Take a function $f(x)$ which operates on numbers written in binary. It is a three step operation:
- Split the number into digits in even- and odd-numbered places. (For example, the number $\underline{1}1\underline{0}1\underline{0}$ becomes $[\underline{100},11]$. Underlines added for clarity.)
- Concatenate the two sets of digits together, with the set containing the original first digit first. ($10011$)
- Add one to this new binary number. ($10100$)
There are some numbers such that $f(x)=x$ ($10010$ for example). However, the sequence $a_0 = 1, a_{n+1} = f(a_{n})$, seems to remarkably miss all of them. I'm trying to prove that the sequence divereges, i.e. does not loop at any point. I don't know if this is the case, but I am confident.
I've checked the first million or so terms with a simple python program, which yeilds no counterexamples, however, that is far from a proof. I thought of doing induction on the numbers of the form $2^n$ (Since the function can never decrease the digit count, and only increases by 1, $2^n-1$ and $2^n$ are always part of the sequence (at least up to the point of a hypothetical repeat). If I can prove that $f(f(f(...f(2^n))...)))=2^{n+1}$, then that is enough to show there are no loops, however, I couldn't manage to. How can I prove this sequence divereges?
I scratch the proof as follows:
Given two numbers $a$ and $b$, $a\neq b \rightarrow f(a) \neq f(b)$ and vice versa.
Most of the time, $f(x)$ won't change the number of digits in binary form. So we have the following: considering the domain $A=[2^n-1,2^{n+1}-1]$, $f$ maps $A$ to domain $A'=[2^n,2^{n+1}]$.
This can be seen from $f(2^n-1)=2^n$. After that, the digit of the number in binary form won't decrease to n. And only one number in domain $A$ would give $2^{n+1}$, which is $2^{n+1}-1$. The other number in domain $A$ can only be mapped to a number within such range since the number of digits is fixed.
Considering our first statement, $f: A\rightarrow A'$ is a bijection mapping.
$f:\mathbf{N} \rightarrow \mathbf{N}^+$ is also a bijection mapping.
Consider the bijection mapping from $A$ to $A'$. There are $2^n+2$ distinct numbers($2^n-1$ to $2^{n+1}$). If we call $f(a)=b$ forms a directed link between $a$ and $b$, then there are $2^n+1$ directed links(the size of the domain), and it forms a graph $G$.
Consider the first statement, if we have a substructure of $G$: $a\rightarrow b \rightarrow c \rightarrow \ldots$, then it will never end on $b$ since no two numbers map to the same one. Then we can have:
A tree with $n$ nodes has $n-1$ links, and a loop with $n$ nodes have $n$ links(e.g., $[18\rightarrow 18]$, 1 node with 1 link point to self).

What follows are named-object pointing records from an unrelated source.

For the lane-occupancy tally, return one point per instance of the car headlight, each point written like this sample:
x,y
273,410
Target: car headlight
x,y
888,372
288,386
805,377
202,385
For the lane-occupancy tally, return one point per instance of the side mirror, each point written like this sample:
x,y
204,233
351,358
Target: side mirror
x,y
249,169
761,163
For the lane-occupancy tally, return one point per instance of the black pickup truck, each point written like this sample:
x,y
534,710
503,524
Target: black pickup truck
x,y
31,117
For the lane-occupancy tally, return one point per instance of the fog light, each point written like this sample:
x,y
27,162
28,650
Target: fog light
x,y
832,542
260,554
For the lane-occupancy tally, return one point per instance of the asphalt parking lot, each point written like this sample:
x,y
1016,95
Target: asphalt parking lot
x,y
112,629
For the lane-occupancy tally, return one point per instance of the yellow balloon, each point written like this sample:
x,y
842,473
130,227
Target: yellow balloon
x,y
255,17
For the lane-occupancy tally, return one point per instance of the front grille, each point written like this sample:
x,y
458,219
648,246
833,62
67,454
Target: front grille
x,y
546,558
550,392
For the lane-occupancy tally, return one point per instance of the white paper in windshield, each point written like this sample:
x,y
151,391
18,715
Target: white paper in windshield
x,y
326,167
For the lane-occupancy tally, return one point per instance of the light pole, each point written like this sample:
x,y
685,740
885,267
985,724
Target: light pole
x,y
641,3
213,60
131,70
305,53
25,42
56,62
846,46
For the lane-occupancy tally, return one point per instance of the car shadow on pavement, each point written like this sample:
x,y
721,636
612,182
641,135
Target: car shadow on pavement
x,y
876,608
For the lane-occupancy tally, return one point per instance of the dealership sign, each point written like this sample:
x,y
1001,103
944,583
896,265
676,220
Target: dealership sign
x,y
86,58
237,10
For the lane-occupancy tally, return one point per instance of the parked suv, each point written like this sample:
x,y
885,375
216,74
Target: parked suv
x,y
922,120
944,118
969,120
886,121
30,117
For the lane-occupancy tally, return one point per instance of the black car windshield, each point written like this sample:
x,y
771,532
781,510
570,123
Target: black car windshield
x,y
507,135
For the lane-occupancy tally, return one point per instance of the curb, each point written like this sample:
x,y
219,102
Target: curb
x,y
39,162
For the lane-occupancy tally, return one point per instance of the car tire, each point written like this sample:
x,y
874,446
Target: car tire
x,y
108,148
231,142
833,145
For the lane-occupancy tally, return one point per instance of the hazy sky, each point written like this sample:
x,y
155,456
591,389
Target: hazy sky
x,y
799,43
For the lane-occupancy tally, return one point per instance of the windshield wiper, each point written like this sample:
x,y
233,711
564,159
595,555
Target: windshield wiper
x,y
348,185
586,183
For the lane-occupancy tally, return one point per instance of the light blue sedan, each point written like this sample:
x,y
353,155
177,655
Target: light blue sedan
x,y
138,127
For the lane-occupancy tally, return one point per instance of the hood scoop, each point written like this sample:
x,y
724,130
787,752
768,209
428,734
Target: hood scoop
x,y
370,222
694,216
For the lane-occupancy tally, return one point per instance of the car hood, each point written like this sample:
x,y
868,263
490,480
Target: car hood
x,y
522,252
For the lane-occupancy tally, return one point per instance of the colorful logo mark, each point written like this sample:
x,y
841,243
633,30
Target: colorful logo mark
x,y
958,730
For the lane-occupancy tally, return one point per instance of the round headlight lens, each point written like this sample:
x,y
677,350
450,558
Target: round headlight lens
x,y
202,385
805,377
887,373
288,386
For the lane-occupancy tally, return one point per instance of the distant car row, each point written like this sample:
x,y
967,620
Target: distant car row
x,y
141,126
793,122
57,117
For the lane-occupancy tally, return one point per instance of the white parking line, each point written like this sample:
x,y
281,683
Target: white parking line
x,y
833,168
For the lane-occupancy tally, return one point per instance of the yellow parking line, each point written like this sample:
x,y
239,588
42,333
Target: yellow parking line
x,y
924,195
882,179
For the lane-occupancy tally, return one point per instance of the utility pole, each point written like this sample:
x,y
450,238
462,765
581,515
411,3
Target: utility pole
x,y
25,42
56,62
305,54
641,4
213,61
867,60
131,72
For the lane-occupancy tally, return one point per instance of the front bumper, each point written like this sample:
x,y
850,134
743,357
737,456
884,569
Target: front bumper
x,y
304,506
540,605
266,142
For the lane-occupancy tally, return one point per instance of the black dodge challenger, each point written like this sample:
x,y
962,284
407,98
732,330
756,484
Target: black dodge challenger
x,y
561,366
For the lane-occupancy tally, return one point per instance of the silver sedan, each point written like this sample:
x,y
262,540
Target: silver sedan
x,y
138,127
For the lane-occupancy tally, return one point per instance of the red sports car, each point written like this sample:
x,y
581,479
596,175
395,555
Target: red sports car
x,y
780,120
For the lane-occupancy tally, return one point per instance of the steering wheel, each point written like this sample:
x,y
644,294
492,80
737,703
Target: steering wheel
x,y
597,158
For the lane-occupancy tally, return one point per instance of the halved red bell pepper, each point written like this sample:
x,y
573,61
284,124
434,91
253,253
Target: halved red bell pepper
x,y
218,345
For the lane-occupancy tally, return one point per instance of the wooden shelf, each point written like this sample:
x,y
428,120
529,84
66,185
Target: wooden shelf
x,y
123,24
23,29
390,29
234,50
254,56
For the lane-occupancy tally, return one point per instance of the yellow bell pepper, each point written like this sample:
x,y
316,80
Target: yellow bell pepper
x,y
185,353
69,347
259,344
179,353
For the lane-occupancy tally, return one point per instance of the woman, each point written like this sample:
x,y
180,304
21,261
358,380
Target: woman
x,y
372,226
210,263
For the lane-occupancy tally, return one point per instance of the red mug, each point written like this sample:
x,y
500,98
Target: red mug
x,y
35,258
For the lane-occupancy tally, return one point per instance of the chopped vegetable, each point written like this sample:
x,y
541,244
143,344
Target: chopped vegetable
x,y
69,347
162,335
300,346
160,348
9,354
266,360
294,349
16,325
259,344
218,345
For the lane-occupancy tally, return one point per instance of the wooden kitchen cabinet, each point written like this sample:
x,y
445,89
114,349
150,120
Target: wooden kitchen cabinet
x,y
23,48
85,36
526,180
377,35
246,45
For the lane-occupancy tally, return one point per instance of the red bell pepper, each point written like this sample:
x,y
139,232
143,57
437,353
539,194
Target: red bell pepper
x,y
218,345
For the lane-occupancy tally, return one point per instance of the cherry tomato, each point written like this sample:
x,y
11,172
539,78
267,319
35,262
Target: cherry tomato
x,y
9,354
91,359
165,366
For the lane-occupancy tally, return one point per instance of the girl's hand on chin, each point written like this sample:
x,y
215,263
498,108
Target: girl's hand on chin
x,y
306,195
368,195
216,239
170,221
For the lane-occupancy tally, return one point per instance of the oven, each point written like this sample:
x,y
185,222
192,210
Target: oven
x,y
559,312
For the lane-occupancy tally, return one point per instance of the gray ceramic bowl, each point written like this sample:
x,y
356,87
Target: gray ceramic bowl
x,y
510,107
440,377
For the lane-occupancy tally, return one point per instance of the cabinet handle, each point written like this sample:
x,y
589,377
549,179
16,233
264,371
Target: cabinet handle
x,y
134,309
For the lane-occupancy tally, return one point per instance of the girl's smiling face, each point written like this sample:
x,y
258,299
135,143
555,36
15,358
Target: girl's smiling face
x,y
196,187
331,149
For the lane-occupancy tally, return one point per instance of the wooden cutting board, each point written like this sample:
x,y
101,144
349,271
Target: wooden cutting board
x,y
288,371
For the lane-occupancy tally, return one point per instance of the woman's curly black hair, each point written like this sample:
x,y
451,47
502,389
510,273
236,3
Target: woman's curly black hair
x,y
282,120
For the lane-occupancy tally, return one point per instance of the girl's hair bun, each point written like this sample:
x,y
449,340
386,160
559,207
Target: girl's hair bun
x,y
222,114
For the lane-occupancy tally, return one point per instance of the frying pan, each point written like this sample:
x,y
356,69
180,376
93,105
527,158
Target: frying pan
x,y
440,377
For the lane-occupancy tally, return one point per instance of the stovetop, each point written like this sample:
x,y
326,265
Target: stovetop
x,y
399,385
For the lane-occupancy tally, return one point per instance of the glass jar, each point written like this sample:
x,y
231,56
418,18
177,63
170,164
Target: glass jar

You can test the following statement:
e.g., $n=4$. The structure is following:
$15 \rightarrow 16 \rightarrow 17 \rightarrow 21 \rightarrow 29 \rightarrow 31 \rightarrow 32 $
$18 \rightarrow 18$
$19 \rightarrow 22 \rightarrow 26 \rightarrow 20 \rightarrow 25 \rightarrow 23 \rightarrow 30 \rightarrow 28 \rightarrow 27 \rightarrow 24 \rightarrow 19$
The following is the old answer.
If $\underbrace{f(f(\ldots(f(x))))}_n= f^{n}(x)=x$, we say $x$ is a periodic point with period $n$.
It's easy to see the function f(x) has a period of 3, e.g.:
$[1579046, 1116710, 1312822, 1579046]$
And there are many other points with period 3. These period-3 points indicate there exists a period point for any period $n\in \mathbf{N^+}$. You can refer to Sharkovskii's theorem for detail.
Although there is a period point with an infinite large period, this is not easy to find. I checked your statement to $2^{30}=1073741824$, and it still holds.